What did she have to say, once the FDA considers an approved-510(k)-Class II device to have become a Class III device, about the manufacturer's regulatory responsibility...such as responsibility for a PMA?

Reclassifying an existing device into Class III based on field use that isn't specifically encouraged by the manufacturer would be a pretty drastic change if it means a PMA obligation...given the typical >$150,000 cost of an average PMA.
 
G

gholland

The discussion was taking place in a Risk Management seminar and came up almost in passing. The comment was met with more then a few wide eyed stares as I'm sure you had when you first read it. :mg:

The Lead Investigator may have been reaching when she was stating these things. It sounded to me, and my colleagues, as if she was stating a long standing truth with FDA and that this was not 'new' ground and didn't go into much more detail.

I agree that the end user may not know what a 'Class III' device is but the Investigator certainly did make that leap.

She did not specifically say that you would be forced to submit a PMA for the device. She did state that if your company 'knows' that your device is being used in a class III device you are now responsible from a regulatory stand point for either bringing your device to class III status or having contraindications in place.

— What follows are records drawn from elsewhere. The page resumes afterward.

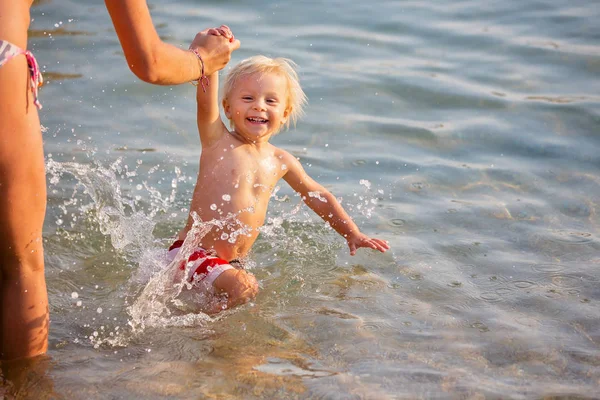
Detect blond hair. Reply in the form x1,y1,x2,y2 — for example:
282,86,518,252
223,55,307,129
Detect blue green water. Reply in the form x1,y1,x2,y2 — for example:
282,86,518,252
2,0,600,399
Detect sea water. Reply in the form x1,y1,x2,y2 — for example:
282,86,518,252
0,0,600,399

I cannot say that this is common knowledge as it was completely new to us. We work under the same understanding as you have outlined above. It certainly outlined a gap in understanding between this Investigator and the understanding in the industry as I could tell by the reaction in the room that everyone BUT the Investigator had your understanding.

I brought this to this particular thread because it would support what the original poster had heard and it may be worth it to bring it to FDA or your notified body for clarification. I know that I forwarded the information to my management as a 'this is what I heard from FDA today'.
 
I

icare2much

Hmmm, I see I am not the only one now with these concerns. In my original post, I mentioned reading something that my poor memory tells me was guidance from FDA. Problem is, I cannot find it anymore. Perhaps it is something I googled and wasn't from FDA at all...

Anyway - if anyone knows of written guidance on this topic I am very interested. Thanks.